First, a distinction needs to be made between retirement homes and retirement communities.  A retirement community is a planned district that caters to the wants and needs of seniors by creating a neighborhood or series of neighborhoods, complete with common areas and activity centers geared towards entertaining retired (but still active) individuals and couples.  A retirement home, on the other hand, is generally a single building or a small complex of buildings that provide lodgings (usually apartments or condominiums) and services (food, cleaning, health services, etc.) to retirees.  The real difference is that within the retirement community, homeowners are still responsible for tending to all of their own needs, while those in a retirement home will have more direct access to services and care that they may not be able to manage on their own any longer.  But in either case, those who choose to live in these settings remain largely independent.
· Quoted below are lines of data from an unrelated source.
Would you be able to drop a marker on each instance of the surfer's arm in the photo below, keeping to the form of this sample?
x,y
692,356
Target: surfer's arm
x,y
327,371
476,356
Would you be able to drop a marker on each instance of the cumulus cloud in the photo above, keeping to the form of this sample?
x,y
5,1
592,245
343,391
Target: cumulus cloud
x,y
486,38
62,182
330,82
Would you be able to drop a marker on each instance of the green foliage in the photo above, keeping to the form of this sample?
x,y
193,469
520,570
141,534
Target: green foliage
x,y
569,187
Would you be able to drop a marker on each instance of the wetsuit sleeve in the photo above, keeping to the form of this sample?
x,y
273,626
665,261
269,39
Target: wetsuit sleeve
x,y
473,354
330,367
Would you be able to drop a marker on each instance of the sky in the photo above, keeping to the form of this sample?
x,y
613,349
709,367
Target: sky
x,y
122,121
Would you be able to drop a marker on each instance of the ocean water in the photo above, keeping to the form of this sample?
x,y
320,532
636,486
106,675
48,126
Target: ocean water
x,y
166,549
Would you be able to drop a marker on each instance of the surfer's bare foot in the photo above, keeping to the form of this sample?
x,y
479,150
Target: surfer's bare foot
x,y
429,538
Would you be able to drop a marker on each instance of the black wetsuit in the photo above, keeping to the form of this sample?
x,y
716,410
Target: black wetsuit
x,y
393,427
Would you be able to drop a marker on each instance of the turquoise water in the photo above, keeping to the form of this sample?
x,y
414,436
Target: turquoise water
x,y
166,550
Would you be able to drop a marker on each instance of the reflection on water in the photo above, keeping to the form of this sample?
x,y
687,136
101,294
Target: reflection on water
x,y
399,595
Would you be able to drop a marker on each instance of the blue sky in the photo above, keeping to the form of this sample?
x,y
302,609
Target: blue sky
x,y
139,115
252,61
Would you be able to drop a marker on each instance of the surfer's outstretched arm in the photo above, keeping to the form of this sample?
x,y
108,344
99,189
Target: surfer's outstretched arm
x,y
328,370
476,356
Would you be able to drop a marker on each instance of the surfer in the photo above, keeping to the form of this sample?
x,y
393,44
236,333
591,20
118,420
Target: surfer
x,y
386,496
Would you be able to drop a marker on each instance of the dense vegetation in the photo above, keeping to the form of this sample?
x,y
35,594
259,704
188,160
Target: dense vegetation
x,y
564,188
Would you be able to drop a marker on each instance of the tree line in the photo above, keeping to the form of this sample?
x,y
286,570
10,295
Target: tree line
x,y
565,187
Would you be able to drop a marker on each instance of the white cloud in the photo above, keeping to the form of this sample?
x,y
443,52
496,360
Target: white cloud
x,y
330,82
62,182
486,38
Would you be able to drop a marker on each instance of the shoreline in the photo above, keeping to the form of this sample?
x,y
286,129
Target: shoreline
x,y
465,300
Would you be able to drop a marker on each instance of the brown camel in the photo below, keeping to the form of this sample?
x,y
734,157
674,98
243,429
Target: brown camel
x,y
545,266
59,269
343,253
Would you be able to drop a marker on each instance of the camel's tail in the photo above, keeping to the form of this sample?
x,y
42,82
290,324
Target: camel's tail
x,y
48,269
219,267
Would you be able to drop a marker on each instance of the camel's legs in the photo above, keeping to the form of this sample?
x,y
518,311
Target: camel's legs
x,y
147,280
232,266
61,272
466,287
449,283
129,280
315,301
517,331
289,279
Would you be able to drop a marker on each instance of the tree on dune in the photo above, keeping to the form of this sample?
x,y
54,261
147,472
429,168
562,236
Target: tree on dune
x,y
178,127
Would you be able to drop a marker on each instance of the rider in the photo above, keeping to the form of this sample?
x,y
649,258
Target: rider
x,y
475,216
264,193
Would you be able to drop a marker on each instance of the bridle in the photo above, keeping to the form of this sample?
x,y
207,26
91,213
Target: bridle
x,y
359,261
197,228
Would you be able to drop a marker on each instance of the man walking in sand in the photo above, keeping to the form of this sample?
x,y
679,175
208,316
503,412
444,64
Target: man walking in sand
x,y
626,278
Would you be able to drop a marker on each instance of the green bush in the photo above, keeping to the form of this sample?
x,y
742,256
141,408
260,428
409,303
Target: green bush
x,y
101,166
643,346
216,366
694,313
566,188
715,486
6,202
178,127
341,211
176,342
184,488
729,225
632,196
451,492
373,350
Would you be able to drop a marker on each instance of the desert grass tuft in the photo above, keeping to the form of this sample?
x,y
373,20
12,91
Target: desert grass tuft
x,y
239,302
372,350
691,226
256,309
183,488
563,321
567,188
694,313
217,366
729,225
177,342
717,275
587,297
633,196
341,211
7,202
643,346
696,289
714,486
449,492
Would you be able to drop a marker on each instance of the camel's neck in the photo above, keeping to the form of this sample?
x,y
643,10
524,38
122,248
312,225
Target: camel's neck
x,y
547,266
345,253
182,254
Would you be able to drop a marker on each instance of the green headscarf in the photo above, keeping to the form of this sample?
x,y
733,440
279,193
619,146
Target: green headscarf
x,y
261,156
Nursing homes are quite different.  They are set up as care facilities for the elderly and they most often cater to seniors that have ongoing medical needs that they (or their families) cannot manage without professional help.  Each resident has a room (rather like a hospital room) and there are usually common areas and grounds for patients and visitors to utilize.  These homes are what is known as skilled nursing facilities (SNFs)and they are meant for individuals who simply cannot survive without the help of a staff of trained nurses, therapists, and even specialists (with at least one being an RN, or registered nurse).  Often, they also have doctors on call to cover severe cases or emergencies.

Another thing about nursing homes that many people don’t know is that they are not generally age-specific (although it is understood that they are for adults over the age of 18, not children).  While many patients in these facilities do tend to be elderly, there may also be younger residents who are recuperating from injury or illness, or simply need ongoing care that their families are incapable of providing.

So you can see that these facilities, while often meant to house the elderly, take very different approaches when it comes to what they provide and the sub-groups they cater to.  If your elderly relatives are more or less fit to manage their own lives, or they need just a little help with getting around and tending to their daily needs, then a retirement home is clearly a better choice.  But if they suffer from medical issues that need constant attention, a nursing home will definitely provide them with a higher level of care (albeit less privacy and independence).